-- Last Updated: Jun-28-13 12:17 PM EST --
Another notable phenomenon relating to the popularity of both canoes and kayaks is the remarkable number of folks over 55 who are avid paddlers. This was underscored about a year or so ago right on this forum when somebody took a survey of regular posters' ages (though I'm sure it was skewed by the fact that us old farts may be more voluble than our younger cohorts.)
I first noticed this trend when I moved back to Western PA 10 years ago after living in the Great Lakes for 8 years (during which absence I had gotten into kayak touring). As I re-established contact with my old outdoor play buddies from the outing club I had belonged to since 1972, I was surprised at first to find that so many of them, who had previously had widely diverse passions (rock climbing, windsurfing, spelunking, mountain biking, backpacking, whitewater paddling, ice climbing, etc.), seemed to have switched to kayak touring as their primary or only sport.
Then I ran into my old friend Bruce, who had been the super jock-of-all-trades in everything from dirt bike racing to extreme rock climbing.

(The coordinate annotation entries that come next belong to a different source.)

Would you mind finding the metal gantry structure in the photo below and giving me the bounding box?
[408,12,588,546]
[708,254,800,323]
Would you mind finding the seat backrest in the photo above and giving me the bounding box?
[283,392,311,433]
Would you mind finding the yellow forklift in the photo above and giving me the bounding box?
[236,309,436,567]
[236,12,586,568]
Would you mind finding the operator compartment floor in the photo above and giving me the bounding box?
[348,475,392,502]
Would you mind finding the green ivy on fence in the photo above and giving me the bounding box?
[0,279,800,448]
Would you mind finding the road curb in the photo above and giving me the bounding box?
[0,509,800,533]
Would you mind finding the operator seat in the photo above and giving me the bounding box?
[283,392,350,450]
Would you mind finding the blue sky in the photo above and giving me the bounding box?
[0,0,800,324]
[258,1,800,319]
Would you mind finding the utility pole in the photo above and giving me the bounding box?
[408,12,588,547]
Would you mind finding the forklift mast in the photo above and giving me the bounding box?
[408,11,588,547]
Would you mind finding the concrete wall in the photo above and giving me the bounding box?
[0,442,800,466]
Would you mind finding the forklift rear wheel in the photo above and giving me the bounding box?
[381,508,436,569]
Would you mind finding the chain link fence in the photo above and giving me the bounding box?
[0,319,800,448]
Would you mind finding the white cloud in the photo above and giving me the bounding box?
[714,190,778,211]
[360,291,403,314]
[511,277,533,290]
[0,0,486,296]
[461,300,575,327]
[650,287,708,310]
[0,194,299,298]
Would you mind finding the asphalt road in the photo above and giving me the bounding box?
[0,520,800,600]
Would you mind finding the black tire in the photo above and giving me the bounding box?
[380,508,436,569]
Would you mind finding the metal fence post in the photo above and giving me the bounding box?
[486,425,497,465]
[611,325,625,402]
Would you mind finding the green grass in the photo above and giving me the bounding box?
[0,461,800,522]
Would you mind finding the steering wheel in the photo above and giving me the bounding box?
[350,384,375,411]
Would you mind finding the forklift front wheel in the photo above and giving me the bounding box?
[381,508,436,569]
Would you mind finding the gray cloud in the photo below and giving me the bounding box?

After first being shocked to hear that both he and his wife (another super athlete and top notch climber) pretty much only did dragon boating and kayak touring any more, I had a sudden epiphany and began to laugh. "Bruce" I said " you know what this is -- sea kayaking is the last adventure sport we decrepit geezers can still do that looks way cool but doesn't beat us up too much." He thought a moment, then laughed and agreed completely.
It would not surprise me that a component in the surge of higher end performance sea kayaks and canoes comes from us empty nest Boomers who now have the money and spare time to pursue paddle sports with gusto.
So, are the touring kayak and the high end canoe becoming the "Hover-round" carts of the waterways?